Nun doch: Erste Abmahnungen wegen fehlender Verschlüsselung
Was viele durch die DS-GVO befürchteten ist lange ausgeblieben. Nun aber gibt es sie doch: die erste kleine Abmahnwelle ist angelaufen. Wegen angeblicher Verstöße gegen die Datenschutz-Grundverordnung (DS-GVO) versendet nach übereinstimmenden Medienberichten ein selbst ernannter Verbraucherschutzverband Abmahnungen. Empfänger sind vor allem Unternehmen, die ein Kontaktformular ohne SSL-Verschlüsselung auf ihrer Homepage haben.

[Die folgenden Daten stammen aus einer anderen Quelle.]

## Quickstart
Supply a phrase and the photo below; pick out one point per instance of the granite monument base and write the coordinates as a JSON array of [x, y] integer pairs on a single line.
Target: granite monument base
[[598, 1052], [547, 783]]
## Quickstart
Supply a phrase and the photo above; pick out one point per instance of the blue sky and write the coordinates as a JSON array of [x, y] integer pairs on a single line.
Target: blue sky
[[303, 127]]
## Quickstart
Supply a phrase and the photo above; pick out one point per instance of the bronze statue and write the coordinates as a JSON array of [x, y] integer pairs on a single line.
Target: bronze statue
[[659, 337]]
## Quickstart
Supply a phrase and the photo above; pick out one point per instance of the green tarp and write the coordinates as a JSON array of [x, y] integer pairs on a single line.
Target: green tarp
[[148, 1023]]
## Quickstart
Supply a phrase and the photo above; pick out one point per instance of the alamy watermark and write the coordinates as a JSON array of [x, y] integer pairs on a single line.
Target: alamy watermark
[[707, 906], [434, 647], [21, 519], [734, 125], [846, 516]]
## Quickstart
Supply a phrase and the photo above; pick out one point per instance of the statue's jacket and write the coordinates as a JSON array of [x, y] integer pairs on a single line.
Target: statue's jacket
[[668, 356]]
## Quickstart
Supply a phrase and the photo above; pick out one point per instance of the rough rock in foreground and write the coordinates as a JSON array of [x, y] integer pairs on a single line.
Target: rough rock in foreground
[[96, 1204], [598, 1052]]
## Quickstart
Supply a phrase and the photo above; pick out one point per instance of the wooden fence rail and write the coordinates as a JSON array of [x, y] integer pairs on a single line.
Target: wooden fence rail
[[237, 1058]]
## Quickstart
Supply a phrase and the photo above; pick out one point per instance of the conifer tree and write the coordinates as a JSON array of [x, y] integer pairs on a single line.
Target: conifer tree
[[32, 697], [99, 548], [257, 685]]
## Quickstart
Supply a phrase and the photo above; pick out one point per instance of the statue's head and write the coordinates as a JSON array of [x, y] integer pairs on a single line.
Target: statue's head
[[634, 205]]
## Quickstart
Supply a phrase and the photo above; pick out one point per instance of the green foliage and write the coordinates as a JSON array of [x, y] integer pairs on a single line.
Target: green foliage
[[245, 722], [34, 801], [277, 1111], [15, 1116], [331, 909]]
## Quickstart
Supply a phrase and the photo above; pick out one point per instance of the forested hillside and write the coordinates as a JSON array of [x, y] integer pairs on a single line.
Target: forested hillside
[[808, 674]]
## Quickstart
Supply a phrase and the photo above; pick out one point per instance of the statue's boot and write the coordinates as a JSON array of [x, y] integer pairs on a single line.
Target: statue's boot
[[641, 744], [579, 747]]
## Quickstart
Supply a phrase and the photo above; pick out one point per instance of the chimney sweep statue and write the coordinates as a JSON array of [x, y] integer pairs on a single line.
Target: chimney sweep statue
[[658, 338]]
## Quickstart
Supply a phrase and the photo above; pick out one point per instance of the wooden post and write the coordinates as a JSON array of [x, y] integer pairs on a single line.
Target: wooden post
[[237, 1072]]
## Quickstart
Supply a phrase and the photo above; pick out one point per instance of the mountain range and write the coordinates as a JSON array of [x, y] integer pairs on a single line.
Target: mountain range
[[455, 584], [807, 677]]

Woher kommen die Abmahnungen?
Hinter den versendeten Abmahnungen steckt die IGD Interessengemeinschaft Datenschutz e.V.. Auf ihrer Internetseite bezeichnet sich der Verein IGD als Bürgerrechtsorganisation: „Die Interessengemeinschaft Datenschutz ist eine als eingetragener Verein geführte Bürgerrechtsorganisation, die sich für die Datenschutzinteressen von Verbrauchern in Deutschland einsetzt. […] Unsere zentrale Aufgabe ist es, die individuellen Rechte der Bürger, wie Sie einst im Bundesdatenschutzgesetz und nun auch in der EU-Weit harmonisierten Datenschutzgrundverordnung erfasst sind, gegenüber Unternehmern und Unternehmen zu vertreten.“ Der Verein sitzt im brandenburgischen Ludwigsfelde bei Berlin.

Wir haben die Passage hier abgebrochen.